Tuesday, February 21, 2006

R.A. Heinlein -

"Throughout history, poverty is the normal condition of man. Advances which permit this norm to be exceeded--here and there, now and then--are the work of an extremely small minority, frequently despised, often condemned, and almost always opposed by all right-thinking people. Whenever this tiny minority is kept from creating, or (as sometimes happens) is driven out of a society, the people then slip back into abject poverty. This is known as "bad luck."
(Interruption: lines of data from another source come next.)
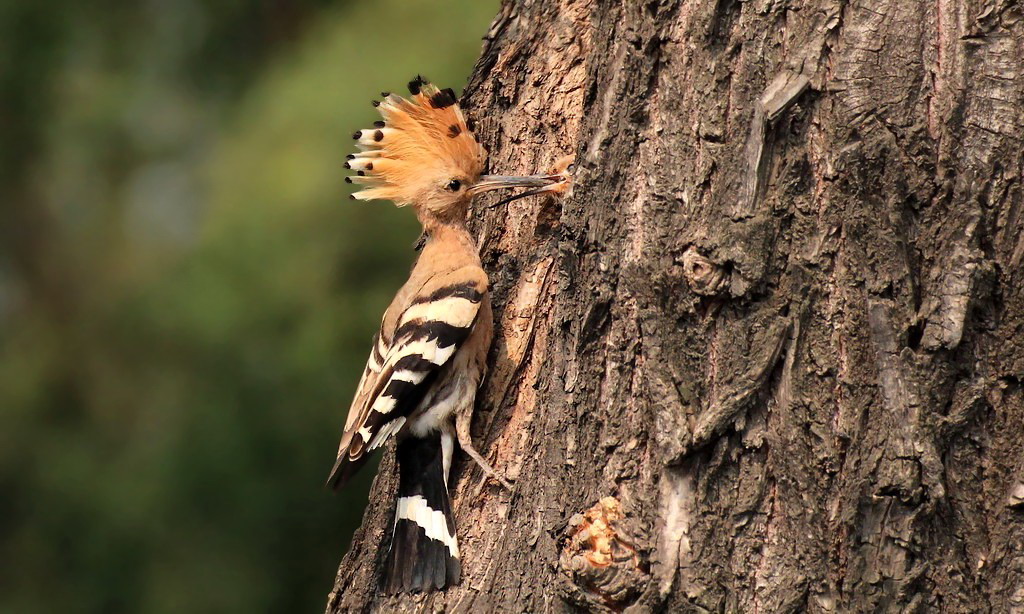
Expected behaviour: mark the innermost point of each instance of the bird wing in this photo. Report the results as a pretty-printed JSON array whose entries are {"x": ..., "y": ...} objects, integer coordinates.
[{"x": 433, "y": 325}]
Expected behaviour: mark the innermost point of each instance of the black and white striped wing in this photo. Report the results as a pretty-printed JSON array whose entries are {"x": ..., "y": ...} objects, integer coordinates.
[{"x": 429, "y": 332}]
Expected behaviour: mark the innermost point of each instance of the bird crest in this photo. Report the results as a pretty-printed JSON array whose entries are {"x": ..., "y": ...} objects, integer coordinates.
[{"x": 421, "y": 146}]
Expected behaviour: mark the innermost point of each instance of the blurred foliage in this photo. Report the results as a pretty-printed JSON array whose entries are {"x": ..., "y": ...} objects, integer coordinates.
[{"x": 186, "y": 294}]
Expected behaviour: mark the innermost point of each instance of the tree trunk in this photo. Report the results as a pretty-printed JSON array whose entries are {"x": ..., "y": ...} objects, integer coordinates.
[{"x": 767, "y": 357}]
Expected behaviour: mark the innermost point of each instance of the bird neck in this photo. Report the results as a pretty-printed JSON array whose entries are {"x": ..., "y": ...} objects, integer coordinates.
[
  {"x": 433, "y": 220},
  {"x": 450, "y": 234}
]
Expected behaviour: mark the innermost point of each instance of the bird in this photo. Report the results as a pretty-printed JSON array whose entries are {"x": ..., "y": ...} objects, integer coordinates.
[{"x": 429, "y": 356}]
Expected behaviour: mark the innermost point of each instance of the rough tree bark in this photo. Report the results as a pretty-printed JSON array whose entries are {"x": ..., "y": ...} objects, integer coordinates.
[{"x": 779, "y": 321}]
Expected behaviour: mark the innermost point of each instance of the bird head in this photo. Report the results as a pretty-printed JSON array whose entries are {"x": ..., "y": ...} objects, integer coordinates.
[{"x": 424, "y": 154}]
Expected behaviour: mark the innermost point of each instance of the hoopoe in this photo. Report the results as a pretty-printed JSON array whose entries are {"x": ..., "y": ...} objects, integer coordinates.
[{"x": 429, "y": 356}]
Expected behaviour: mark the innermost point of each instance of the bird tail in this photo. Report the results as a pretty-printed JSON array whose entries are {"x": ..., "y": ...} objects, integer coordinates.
[{"x": 424, "y": 549}]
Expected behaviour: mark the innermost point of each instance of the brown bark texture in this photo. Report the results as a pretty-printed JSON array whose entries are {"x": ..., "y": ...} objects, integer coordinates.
[{"x": 767, "y": 356}]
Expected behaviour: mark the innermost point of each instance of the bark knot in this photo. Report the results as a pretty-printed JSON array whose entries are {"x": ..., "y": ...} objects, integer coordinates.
[
  {"x": 600, "y": 559},
  {"x": 704, "y": 276}
]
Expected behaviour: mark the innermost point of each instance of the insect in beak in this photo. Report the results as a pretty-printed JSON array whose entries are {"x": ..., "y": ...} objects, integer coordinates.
[{"x": 539, "y": 184}]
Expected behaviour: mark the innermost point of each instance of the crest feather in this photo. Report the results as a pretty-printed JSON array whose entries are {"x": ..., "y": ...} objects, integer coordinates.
[{"x": 422, "y": 140}]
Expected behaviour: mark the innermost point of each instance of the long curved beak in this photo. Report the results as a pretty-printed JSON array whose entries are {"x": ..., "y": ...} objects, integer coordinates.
[
  {"x": 538, "y": 183},
  {"x": 489, "y": 182}
]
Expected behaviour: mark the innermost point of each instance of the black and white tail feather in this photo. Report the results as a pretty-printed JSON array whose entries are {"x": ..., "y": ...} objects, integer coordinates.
[{"x": 424, "y": 553}]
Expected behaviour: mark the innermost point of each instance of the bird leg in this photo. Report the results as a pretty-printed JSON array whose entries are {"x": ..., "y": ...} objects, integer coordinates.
[{"x": 463, "y": 420}]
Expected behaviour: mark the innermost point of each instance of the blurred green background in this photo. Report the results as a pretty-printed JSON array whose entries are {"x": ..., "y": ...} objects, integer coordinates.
[{"x": 187, "y": 295}]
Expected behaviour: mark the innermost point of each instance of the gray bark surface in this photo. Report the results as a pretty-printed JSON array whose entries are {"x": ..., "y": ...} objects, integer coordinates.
[{"x": 779, "y": 321}]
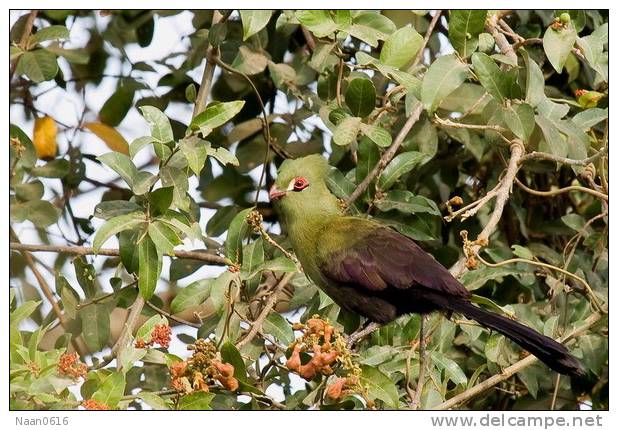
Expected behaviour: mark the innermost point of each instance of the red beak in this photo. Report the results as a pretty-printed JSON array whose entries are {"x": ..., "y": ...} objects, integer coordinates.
[{"x": 274, "y": 193}]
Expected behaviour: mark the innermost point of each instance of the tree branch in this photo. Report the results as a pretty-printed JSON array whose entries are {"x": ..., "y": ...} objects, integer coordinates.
[
  {"x": 256, "y": 326},
  {"x": 24, "y": 39},
  {"x": 85, "y": 250},
  {"x": 511, "y": 370},
  {"x": 432, "y": 24},
  {"x": 209, "y": 70},
  {"x": 388, "y": 154},
  {"x": 502, "y": 193}
]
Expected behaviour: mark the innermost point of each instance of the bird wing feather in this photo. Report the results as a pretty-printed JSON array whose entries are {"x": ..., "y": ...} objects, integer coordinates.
[{"x": 384, "y": 258}]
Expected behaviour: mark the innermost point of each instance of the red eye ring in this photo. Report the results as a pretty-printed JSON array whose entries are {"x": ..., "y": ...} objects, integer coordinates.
[{"x": 300, "y": 184}]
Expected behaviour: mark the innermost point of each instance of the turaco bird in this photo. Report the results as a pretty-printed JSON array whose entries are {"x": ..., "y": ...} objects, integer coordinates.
[{"x": 373, "y": 270}]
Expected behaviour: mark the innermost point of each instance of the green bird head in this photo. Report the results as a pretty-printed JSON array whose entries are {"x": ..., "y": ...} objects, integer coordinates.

Wednesday, February 15, 2006

On cognitive dissonance

When someone tries to use a strategy which is dictated by their ideology, and that strategy doesn't seem to work, then they are caught in something of a cognitive bind. If they acknowledge the failure of the strategy, then they would be forced to question their ideology. If questioning the ideology is unthinkable, then the only possible conclusion is that the strategy failed because it wasn't executed sufficiently well. They respond by turning up the power, rather than by considering alternatives. (This is sometimes referred to as "escalation of failure".) - Steven Den Beste

The Law of the Conservation of Stupidity

Stupidity is never eliminated, it merely changes form and location. -Unknown

Friday, February 10, 2006

Oftentimes

things make much more sense if you keep reminding yourself that half of the population is below average intelligence.